Losing fat isn’t the same thing as losing weight. There is a big difference between losing weight and losing fat. Weight loss is the sum loss of your total body weight that includes water loss, muscle loss and fat loss. Fat loss is reduction of stored body fat.
Simply knowing how many kilos you have lost does not reveal a full meaningful picture because dieting frequently results in a loss of significant amounts of muscle mass. Thus, you should focus on losing body fat, not on losing body weight.
Individuals who are trying to lose weight should not focus on weight loss alone. The aim should be to improve your body composition, drop body fat percentage and achieve the best weight possible in the context of overall health.
What is body fat percentage?
Body fat percent is a measurement of body composition telling how much of the weight of your body is fat. Body fat percentage is the true measurement of how fit the body is.
Your body is composed of two types of mass: fat mass and lean mass (fat-free mass). A fit body composition is one that includes a lower percentage of body fat and a higher percentage of lean mass, which includes muscle, bones, and organs.
How to drop body fat percentage?
To reach an appropriate level of body fat, you need to encompass principles of nutrition, exercise program and behaviour modification to promote lifestyle change. It is a lifestyle modification that can help you reach appropriate levels of body fat and lean mass.
Use The Following Guidelines
Weight train all muscle groups using eight-12 repetitions.
Train aerobically with one moderate-intensity session and four HIIT sessions per week.
Gradually replace unhealthy fats and carbs with good ones.
Eat protein at every major meal.
Stagger calories (three lower-calorie days followed by two balance-calorie days).

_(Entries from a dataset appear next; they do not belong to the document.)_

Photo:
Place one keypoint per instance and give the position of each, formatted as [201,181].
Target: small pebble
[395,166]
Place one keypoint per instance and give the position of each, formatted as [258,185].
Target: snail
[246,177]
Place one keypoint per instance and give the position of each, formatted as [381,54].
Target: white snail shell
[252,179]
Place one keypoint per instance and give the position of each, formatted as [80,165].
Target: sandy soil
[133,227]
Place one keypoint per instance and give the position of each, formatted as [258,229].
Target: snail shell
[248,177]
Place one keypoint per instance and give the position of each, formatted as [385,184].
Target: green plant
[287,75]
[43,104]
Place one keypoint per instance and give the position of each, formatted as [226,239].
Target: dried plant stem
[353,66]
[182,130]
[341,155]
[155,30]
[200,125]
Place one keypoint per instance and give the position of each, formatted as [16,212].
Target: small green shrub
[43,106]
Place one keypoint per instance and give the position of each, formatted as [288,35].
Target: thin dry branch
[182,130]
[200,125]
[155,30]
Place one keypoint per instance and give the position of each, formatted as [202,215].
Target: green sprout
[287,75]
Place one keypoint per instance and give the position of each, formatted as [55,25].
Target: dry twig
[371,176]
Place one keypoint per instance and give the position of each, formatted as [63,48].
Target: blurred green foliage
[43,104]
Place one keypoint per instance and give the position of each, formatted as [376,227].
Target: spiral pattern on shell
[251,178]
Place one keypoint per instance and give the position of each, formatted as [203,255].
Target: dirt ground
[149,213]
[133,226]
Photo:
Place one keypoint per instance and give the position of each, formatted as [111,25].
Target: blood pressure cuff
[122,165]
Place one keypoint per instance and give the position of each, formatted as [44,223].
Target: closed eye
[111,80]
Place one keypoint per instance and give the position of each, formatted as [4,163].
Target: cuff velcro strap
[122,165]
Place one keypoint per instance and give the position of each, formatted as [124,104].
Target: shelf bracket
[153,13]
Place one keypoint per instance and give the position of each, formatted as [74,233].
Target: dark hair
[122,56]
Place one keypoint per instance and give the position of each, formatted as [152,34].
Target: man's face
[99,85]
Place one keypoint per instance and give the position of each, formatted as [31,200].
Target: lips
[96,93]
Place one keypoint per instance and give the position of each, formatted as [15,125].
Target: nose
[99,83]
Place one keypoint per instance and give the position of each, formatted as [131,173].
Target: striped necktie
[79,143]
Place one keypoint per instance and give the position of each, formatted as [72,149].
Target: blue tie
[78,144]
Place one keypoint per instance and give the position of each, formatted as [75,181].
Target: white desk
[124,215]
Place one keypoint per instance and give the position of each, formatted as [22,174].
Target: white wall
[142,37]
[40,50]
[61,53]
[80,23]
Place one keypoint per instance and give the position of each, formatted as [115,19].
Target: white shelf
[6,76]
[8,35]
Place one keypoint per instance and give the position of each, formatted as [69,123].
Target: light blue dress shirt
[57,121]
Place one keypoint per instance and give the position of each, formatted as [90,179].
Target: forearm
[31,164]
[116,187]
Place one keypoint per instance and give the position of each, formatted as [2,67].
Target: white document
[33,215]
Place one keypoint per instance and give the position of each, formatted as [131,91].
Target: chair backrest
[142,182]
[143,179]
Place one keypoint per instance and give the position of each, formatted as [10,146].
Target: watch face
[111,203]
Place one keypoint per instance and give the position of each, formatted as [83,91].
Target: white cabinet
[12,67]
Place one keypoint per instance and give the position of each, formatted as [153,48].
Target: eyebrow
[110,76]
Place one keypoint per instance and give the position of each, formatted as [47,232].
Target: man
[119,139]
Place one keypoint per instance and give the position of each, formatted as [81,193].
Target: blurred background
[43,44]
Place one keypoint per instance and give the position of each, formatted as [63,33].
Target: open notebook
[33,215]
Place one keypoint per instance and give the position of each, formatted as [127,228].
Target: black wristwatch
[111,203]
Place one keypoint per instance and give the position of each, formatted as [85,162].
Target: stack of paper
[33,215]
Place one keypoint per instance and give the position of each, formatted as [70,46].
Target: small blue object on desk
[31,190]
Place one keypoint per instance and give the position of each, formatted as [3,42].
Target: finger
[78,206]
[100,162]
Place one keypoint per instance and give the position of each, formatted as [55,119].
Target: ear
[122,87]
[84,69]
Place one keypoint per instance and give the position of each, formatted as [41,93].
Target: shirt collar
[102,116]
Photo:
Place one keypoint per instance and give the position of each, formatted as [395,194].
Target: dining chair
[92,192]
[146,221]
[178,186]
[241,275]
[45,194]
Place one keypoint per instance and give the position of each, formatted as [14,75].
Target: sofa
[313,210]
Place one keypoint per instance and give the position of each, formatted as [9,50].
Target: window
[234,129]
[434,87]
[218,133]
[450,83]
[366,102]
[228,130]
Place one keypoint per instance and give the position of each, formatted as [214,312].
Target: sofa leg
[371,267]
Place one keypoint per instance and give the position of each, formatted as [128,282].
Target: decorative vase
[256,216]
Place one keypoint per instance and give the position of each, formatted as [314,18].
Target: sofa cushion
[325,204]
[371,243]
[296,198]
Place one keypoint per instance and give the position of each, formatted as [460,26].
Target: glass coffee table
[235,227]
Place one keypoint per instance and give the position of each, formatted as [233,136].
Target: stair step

Drink plenty of water to stay full.
Eat four-five cups of fruits and vegetables each day.
Eat whole grains instead of refined.
Switch to fat-free or low-fat dairy.
Cut out junk foods.
Cut out high sugar drinks and foods.
Cut back on alcohol.
Get at least eight hours of sleep.
How To Track Your Progress
For the average person, the most common way to monitor body weight is to step on the scale. Scales, however, only measures the weight of a person in kilograms or pounds. Scales are unable to differentiate between body fat and lean mass.
Using scale weight alone, some people appear overweight even if they do not necessarily have a lot of fat. Conversely, a person could appear to be of normal weight, but have high body fat percentage level. The best way to see the changes that have happened in your body is to take progress pictures. Take progress pictures, in the exact same outfit, location, and pose, throughout your journey as well. Watching the transformation happen before your eyes in photographs is really cool.